Una vacanza da dimenticare quella di una 29enne reggiana e il suo futuro marito a Napoli. La coppia da lì a poco sarebbe convolata a nozze ma la futura sposina, inciampata tra i vicoli del centro storico partenopeo, si è fratturata entrambe le caviglie. E’ successo il 21 luglio scorso, mentre i due percorrevano corso Novara. La donna, a causa di un dislivello nella pavimentazione di un marciapiede pubblico, è finita a terra lamentando dolori fortissimi. Subito soccorsa dai sanitari del 118, è stata trasportata in ambulanza prima al San Giovanni Bosco e poi all’ospedale del Mare con entrambe le caviglie fratturate. La giovane ha deciso di rientrare subito a casa e di ricoverarsi presso l’istituto ortopedico Rizzoli di Bologna, dov’è stata sottoposta a un intervento di osteosintesi alla caviglia sinistra. Dimessa il 29 luglio ha dovuto dapprima indossare stivaletti gessati, per poi ricorrere ad una carrozzina poiché entrambe le gambe erano fuori uso.

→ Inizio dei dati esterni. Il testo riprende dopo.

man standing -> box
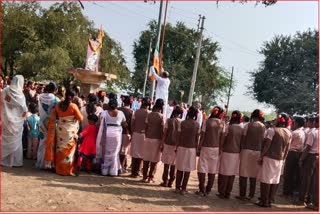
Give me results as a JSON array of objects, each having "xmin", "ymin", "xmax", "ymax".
[{"xmin": 149, "ymin": 66, "xmax": 170, "ymax": 117}]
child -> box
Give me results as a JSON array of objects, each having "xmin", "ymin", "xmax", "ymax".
[
  {"xmin": 142, "ymin": 99, "xmax": 164, "ymax": 183},
  {"xmin": 217, "ymin": 110, "xmax": 244, "ymax": 199},
  {"xmin": 130, "ymin": 97, "xmax": 151, "ymax": 178},
  {"xmin": 196, "ymin": 106, "xmax": 226, "ymax": 196},
  {"xmin": 160, "ymin": 105, "xmax": 182, "ymax": 187},
  {"xmin": 176, "ymin": 106, "xmax": 200, "ymax": 195},
  {"xmin": 26, "ymin": 103, "xmax": 40, "ymax": 160},
  {"xmin": 76, "ymin": 114, "xmax": 99, "ymax": 173}
]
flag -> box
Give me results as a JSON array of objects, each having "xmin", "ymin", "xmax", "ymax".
[{"xmin": 149, "ymin": 42, "xmax": 160, "ymax": 81}]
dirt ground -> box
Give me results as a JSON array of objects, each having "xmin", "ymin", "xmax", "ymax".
[{"xmin": 1, "ymin": 159, "xmax": 309, "ymax": 212}]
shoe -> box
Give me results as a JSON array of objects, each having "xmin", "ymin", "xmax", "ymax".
[
  {"xmin": 168, "ymin": 182, "xmax": 173, "ymax": 188},
  {"xmin": 148, "ymin": 178, "xmax": 156, "ymax": 183},
  {"xmin": 180, "ymin": 190, "xmax": 189, "ymax": 195},
  {"xmin": 141, "ymin": 178, "xmax": 148, "ymax": 183},
  {"xmin": 160, "ymin": 182, "xmax": 168, "ymax": 187},
  {"xmin": 195, "ymin": 191, "xmax": 206, "ymax": 196},
  {"xmin": 254, "ymin": 201, "xmax": 271, "ymax": 208},
  {"xmin": 236, "ymin": 196, "xmax": 247, "ymax": 201},
  {"xmin": 216, "ymin": 193, "xmax": 225, "ymax": 199},
  {"xmin": 175, "ymin": 189, "xmax": 181, "ymax": 194}
]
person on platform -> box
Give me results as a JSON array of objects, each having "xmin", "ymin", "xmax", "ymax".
[{"xmin": 149, "ymin": 65, "xmax": 170, "ymax": 117}]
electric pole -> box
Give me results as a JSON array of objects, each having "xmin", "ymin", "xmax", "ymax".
[
  {"xmin": 150, "ymin": 0, "xmax": 164, "ymax": 100},
  {"xmin": 187, "ymin": 15, "xmax": 205, "ymax": 106},
  {"xmin": 225, "ymin": 66, "xmax": 234, "ymax": 114},
  {"xmin": 142, "ymin": 38, "xmax": 152, "ymax": 97}
]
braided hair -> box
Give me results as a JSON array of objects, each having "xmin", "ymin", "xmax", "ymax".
[
  {"xmin": 59, "ymin": 90, "xmax": 76, "ymax": 112},
  {"xmin": 230, "ymin": 110, "xmax": 242, "ymax": 124},
  {"xmin": 152, "ymin": 99, "xmax": 164, "ymax": 113},
  {"xmin": 186, "ymin": 106, "xmax": 198, "ymax": 120},
  {"xmin": 209, "ymin": 106, "xmax": 225, "ymax": 119},
  {"xmin": 170, "ymin": 105, "xmax": 182, "ymax": 119},
  {"xmin": 251, "ymin": 109, "xmax": 264, "ymax": 121},
  {"xmin": 276, "ymin": 113, "xmax": 291, "ymax": 128}
]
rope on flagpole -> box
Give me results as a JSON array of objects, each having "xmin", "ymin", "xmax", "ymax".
[{"xmin": 159, "ymin": 0, "xmax": 169, "ymax": 72}]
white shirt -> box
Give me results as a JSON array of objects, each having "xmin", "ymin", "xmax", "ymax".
[
  {"xmin": 305, "ymin": 128, "xmax": 319, "ymax": 154},
  {"xmin": 196, "ymin": 109, "xmax": 203, "ymax": 127},
  {"xmin": 149, "ymin": 66, "xmax": 170, "ymax": 103},
  {"xmin": 289, "ymin": 127, "xmax": 305, "ymax": 152}
]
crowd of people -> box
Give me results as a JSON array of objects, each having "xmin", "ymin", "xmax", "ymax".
[{"xmin": 0, "ymin": 74, "xmax": 318, "ymax": 211}]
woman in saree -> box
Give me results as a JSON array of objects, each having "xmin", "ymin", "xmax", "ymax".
[
  {"xmin": 45, "ymin": 90, "xmax": 83, "ymax": 176},
  {"xmin": 96, "ymin": 98, "xmax": 126, "ymax": 176},
  {"xmin": 36, "ymin": 82, "xmax": 59, "ymax": 169},
  {"xmin": 2, "ymin": 75, "xmax": 28, "ymax": 167}
]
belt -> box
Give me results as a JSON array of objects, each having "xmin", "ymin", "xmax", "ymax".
[{"xmin": 107, "ymin": 124, "xmax": 121, "ymax": 127}]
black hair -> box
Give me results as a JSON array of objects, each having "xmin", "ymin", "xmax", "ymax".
[
  {"xmin": 230, "ymin": 110, "xmax": 242, "ymax": 124},
  {"xmin": 28, "ymin": 102, "xmax": 38, "ymax": 114},
  {"xmin": 141, "ymin": 97, "xmax": 151, "ymax": 108},
  {"xmin": 108, "ymin": 92, "xmax": 117, "ymax": 100},
  {"xmin": 244, "ymin": 116, "xmax": 250, "ymax": 123},
  {"xmin": 27, "ymin": 81, "xmax": 33, "ymax": 87},
  {"xmin": 87, "ymin": 114, "xmax": 99, "ymax": 123},
  {"xmin": 186, "ymin": 106, "xmax": 198, "ymax": 120},
  {"xmin": 73, "ymin": 85, "xmax": 80, "ymax": 94},
  {"xmin": 209, "ymin": 106, "xmax": 225, "ymax": 119},
  {"xmin": 59, "ymin": 90, "xmax": 76, "ymax": 112},
  {"xmin": 276, "ymin": 112, "xmax": 290, "ymax": 128},
  {"xmin": 108, "ymin": 98, "xmax": 118, "ymax": 110},
  {"xmin": 122, "ymin": 95, "xmax": 131, "ymax": 106},
  {"xmin": 152, "ymin": 99, "xmax": 164, "ymax": 113},
  {"xmin": 251, "ymin": 109, "xmax": 264, "ymax": 121},
  {"xmin": 294, "ymin": 116, "xmax": 305, "ymax": 127},
  {"xmin": 46, "ymin": 82, "xmax": 57, "ymax": 93},
  {"xmin": 170, "ymin": 105, "xmax": 182, "ymax": 118}
]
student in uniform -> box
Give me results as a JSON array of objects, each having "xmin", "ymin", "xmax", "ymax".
[
  {"xmin": 217, "ymin": 111, "xmax": 244, "ymax": 199},
  {"xmin": 282, "ymin": 116, "xmax": 305, "ymax": 196},
  {"xmin": 130, "ymin": 97, "xmax": 151, "ymax": 178},
  {"xmin": 160, "ymin": 105, "xmax": 183, "ymax": 187},
  {"xmin": 142, "ymin": 99, "xmax": 164, "ymax": 183},
  {"xmin": 237, "ymin": 109, "xmax": 266, "ymax": 201},
  {"xmin": 298, "ymin": 115, "xmax": 319, "ymax": 206},
  {"xmin": 196, "ymin": 106, "xmax": 226, "ymax": 196},
  {"xmin": 255, "ymin": 113, "xmax": 292, "ymax": 208},
  {"xmin": 176, "ymin": 106, "xmax": 200, "ymax": 195},
  {"xmin": 118, "ymin": 96, "xmax": 134, "ymax": 173}
]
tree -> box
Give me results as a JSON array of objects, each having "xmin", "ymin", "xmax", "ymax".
[
  {"xmin": 132, "ymin": 21, "xmax": 230, "ymax": 109},
  {"xmin": 2, "ymin": 2, "xmax": 130, "ymax": 87},
  {"xmin": 250, "ymin": 29, "xmax": 318, "ymax": 114}
]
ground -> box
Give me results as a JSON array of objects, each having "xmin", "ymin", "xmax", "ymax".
[{"xmin": 2, "ymin": 159, "xmax": 309, "ymax": 212}]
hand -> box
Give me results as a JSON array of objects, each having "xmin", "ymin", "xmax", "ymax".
[
  {"xmin": 196, "ymin": 148, "xmax": 201, "ymax": 157},
  {"xmin": 159, "ymin": 144, "xmax": 164, "ymax": 152}
]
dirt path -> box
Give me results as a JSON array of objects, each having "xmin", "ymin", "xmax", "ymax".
[{"xmin": 2, "ymin": 159, "xmax": 308, "ymax": 212}]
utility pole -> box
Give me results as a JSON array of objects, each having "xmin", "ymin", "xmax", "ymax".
[
  {"xmin": 142, "ymin": 38, "xmax": 152, "ymax": 97},
  {"xmin": 225, "ymin": 66, "xmax": 234, "ymax": 114},
  {"xmin": 150, "ymin": 0, "xmax": 164, "ymax": 100},
  {"xmin": 187, "ymin": 15, "xmax": 205, "ymax": 106}
]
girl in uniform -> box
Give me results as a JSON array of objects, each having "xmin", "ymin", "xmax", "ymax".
[
  {"xmin": 217, "ymin": 111, "xmax": 244, "ymax": 199},
  {"xmin": 130, "ymin": 97, "xmax": 151, "ymax": 178},
  {"xmin": 142, "ymin": 99, "xmax": 164, "ymax": 183},
  {"xmin": 175, "ymin": 106, "xmax": 200, "ymax": 195},
  {"xmin": 160, "ymin": 105, "xmax": 183, "ymax": 187},
  {"xmin": 196, "ymin": 106, "xmax": 226, "ymax": 196}
]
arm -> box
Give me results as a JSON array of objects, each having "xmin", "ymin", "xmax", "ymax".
[
  {"xmin": 150, "ymin": 66, "xmax": 163, "ymax": 82},
  {"xmin": 73, "ymin": 104, "xmax": 84, "ymax": 121}
]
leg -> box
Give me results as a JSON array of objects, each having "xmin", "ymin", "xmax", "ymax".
[
  {"xmin": 119, "ymin": 154, "xmax": 126, "ymax": 172},
  {"xmin": 217, "ymin": 174, "xmax": 227, "ymax": 197},
  {"xmin": 256, "ymin": 182, "xmax": 271, "ymax": 207},
  {"xmin": 142, "ymin": 161, "xmax": 150, "ymax": 180},
  {"xmin": 181, "ymin": 171, "xmax": 190, "ymax": 192},
  {"xmin": 206, "ymin": 173, "xmax": 215, "ymax": 194},
  {"xmin": 249, "ymin": 177, "xmax": 257, "ymax": 199},
  {"xmin": 148, "ymin": 162, "xmax": 158, "ymax": 182},
  {"xmin": 197, "ymin": 172, "xmax": 206, "ymax": 193},
  {"xmin": 299, "ymin": 155, "xmax": 316, "ymax": 203},
  {"xmin": 269, "ymin": 184, "xmax": 279, "ymax": 204},
  {"xmin": 85, "ymin": 158, "xmax": 92, "ymax": 171},
  {"xmin": 32, "ymin": 138, "xmax": 39, "ymax": 160},
  {"xmin": 225, "ymin": 175, "xmax": 235, "ymax": 199},
  {"xmin": 168, "ymin": 165, "xmax": 176, "ymax": 187},
  {"xmin": 238, "ymin": 176, "xmax": 247, "ymax": 199},
  {"xmin": 137, "ymin": 158, "xmax": 143, "ymax": 176},
  {"xmin": 283, "ymin": 151, "xmax": 295, "ymax": 195},
  {"xmin": 131, "ymin": 157, "xmax": 137, "ymax": 176},
  {"xmin": 176, "ymin": 170, "xmax": 183, "ymax": 191},
  {"xmin": 161, "ymin": 164, "xmax": 169, "ymax": 186},
  {"xmin": 27, "ymin": 137, "xmax": 32, "ymax": 159}
]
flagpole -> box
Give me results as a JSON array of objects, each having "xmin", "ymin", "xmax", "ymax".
[{"xmin": 150, "ymin": 0, "xmax": 164, "ymax": 101}]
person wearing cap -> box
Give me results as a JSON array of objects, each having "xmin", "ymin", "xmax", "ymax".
[
  {"xmin": 282, "ymin": 116, "xmax": 306, "ymax": 197},
  {"xmin": 237, "ymin": 109, "xmax": 266, "ymax": 201},
  {"xmin": 149, "ymin": 66, "xmax": 170, "ymax": 118},
  {"xmin": 255, "ymin": 113, "xmax": 292, "ymax": 207},
  {"xmin": 298, "ymin": 115, "xmax": 319, "ymax": 207}
]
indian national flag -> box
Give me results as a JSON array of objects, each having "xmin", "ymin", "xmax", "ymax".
[{"xmin": 149, "ymin": 43, "xmax": 160, "ymax": 81}]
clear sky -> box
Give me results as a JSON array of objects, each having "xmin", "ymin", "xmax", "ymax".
[{"xmin": 41, "ymin": 1, "xmax": 318, "ymax": 113}]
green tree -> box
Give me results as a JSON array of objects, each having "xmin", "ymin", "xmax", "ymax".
[
  {"xmin": 250, "ymin": 29, "xmax": 318, "ymax": 114},
  {"xmin": 2, "ymin": 2, "xmax": 130, "ymax": 87},
  {"xmin": 132, "ymin": 21, "xmax": 230, "ymax": 109}
]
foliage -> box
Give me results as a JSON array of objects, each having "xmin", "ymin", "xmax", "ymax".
[
  {"xmin": 2, "ymin": 2, "xmax": 130, "ymax": 87},
  {"xmin": 249, "ymin": 29, "xmax": 318, "ymax": 115},
  {"xmin": 132, "ymin": 21, "xmax": 231, "ymax": 109}
]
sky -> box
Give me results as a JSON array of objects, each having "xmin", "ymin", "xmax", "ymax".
[{"xmin": 41, "ymin": 1, "xmax": 318, "ymax": 113}]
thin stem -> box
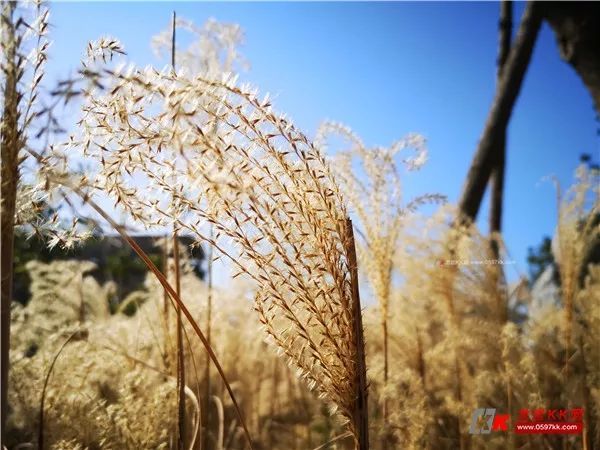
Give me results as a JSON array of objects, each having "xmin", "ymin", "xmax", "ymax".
[
  {"xmin": 174, "ymin": 230, "xmax": 186, "ymax": 449},
  {"xmin": 170, "ymin": 12, "xmax": 186, "ymax": 449},
  {"xmin": 203, "ymin": 224, "xmax": 213, "ymax": 450},
  {"xmin": 164, "ymin": 237, "xmax": 170, "ymax": 319},
  {"xmin": 38, "ymin": 331, "xmax": 81, "ymax": 450},
  {"xmin": 312, "ymin": 432, "xmax": 353, "ymax": 450},
  {"xmin": 382, "ymin": 317, "xmax": 389, "ymax": 450}
]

La coppia ha dovuto per questo rimandare le nozze, fissate per il 1 settembre, con un enorme disagio visto che era tutto pronto dal ricevimento al viaggio di nozze nello Yucatan. La 29 enne, ha deciso quindi di avviare un’azione legale avvalendosi di una società specializzata a livello nazionale nel risarcimento danni e nella tutela dei diritti dei cittadini, che ha subito acquisito tutta la documentazione del caso. Immediata la risposta del Comune di Napoli che, per voce dell’avvocatura generale alla richiesta danni inviata ha prontamente fatto sapere che  “non è titolare di polizze assicurative per i sinistri ex art. 2015 del codice civile”. Il Comune non dispone neppure di un referente per trattare stragiudizialmente la vertenza e arrivare a una transazione sull’indennizzo dovuto. Alla sfortunata sposina non resta che attendere pazientemente non più solo la data delle nozze, ma anche quella in cui si metterà la parola fine a questa grottesca vicenda. Già, perché le domande risarcitorie pervenute a Palazzo San Giacomo analoghe alla sfortunata turista, dal gennaio 2015 al gennaio 2019 sono quasi 4 mila.